Omicidio della badante a Miradolo: l’ex assessore rinviato a giudizio

Franco Vignati è stato rinvio a giudizio, davanti alla corte d’assise di Milano, con le accuse di omicidio premeditato, occultamento di cadavere e porto abusivo d’arma da fuoco. Si è conclusa così l’udienza preliminare presso il tribunale di Lodi che vede imputato l’ex assessore di Chignolo Po per l’assassinio della badante albanese Ladvije Kruja, conosciuta a Miradolo Terme dove abitava con il soprannome di Dea.
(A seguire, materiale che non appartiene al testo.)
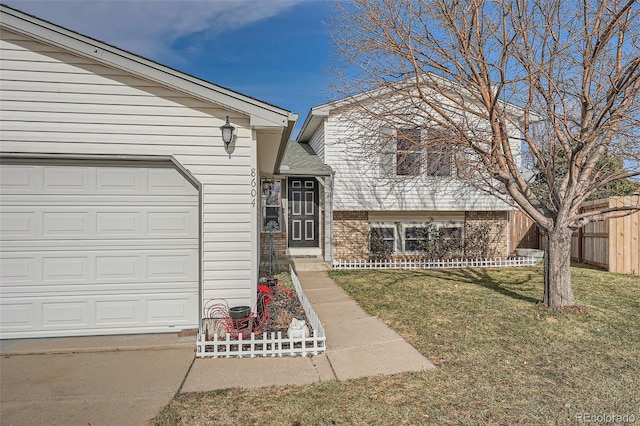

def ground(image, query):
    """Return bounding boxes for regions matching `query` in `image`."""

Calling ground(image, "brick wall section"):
[333,211,369,260]
[260,232,287,262]
[464,211,509,257]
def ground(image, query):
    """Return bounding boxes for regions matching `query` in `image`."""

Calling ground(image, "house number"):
[251,168,258,207]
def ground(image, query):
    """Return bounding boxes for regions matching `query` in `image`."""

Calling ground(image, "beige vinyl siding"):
[0,31,256,305]
[309,123,325,161]
[324,115,508,211]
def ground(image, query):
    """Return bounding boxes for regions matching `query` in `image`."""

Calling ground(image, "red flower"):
[258,285,271,294]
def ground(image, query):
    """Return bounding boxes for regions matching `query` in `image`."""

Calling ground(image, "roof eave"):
[0,5,290,128]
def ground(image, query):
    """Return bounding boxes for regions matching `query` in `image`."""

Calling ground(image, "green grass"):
[156,267,640,425]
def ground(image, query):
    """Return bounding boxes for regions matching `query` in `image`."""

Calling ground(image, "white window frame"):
[368,222,398,254]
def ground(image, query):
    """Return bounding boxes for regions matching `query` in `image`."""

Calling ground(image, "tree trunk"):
[543,228,576,309]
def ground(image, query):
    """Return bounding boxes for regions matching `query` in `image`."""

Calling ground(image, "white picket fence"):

La donna, come noto, era scomparsa da casa a fine maggio di due anni fa e il suo corpo senza vita era con un foro di proiettile alla testa riemerso nei pressi della diga sul Po di Isola Serafini, in provincia di Piacenza. Le indagini avevano portato gli inquirenti a concentrare i sospetti proprio su Vignati che con la vittima aveva avuto una relazione, poi interrotta. E sarebbe proprio questo, il fatto che la donna non volesse riallacciarla, il movente che sempre secondo l’accusa, avrebbe trasformato Vignati in un assassino. All’udienza di martedì erano presenti i due figli, uno dei quali minorenne, le sorelle e i fratelli della vittima. Poco prima di entrare in aula, una di loro alla vista di Vignati scortato dalla polizia penitenziaria ha dato in escandescenze. Il 64enne, dopo la prima parte dell’udienza, è stato riaccompagnato in carcere a Lodi. L’uomo, che avrebbe potuto accedere al rito abbrevviato, che gli avrebbe garantito in caso di condanna lo sconto di un terzo della pena, ha preferito andare al dibattimento per dimostrare la propria innocenza. Il processo si aprirà il prossimo 12 settembre a Milano.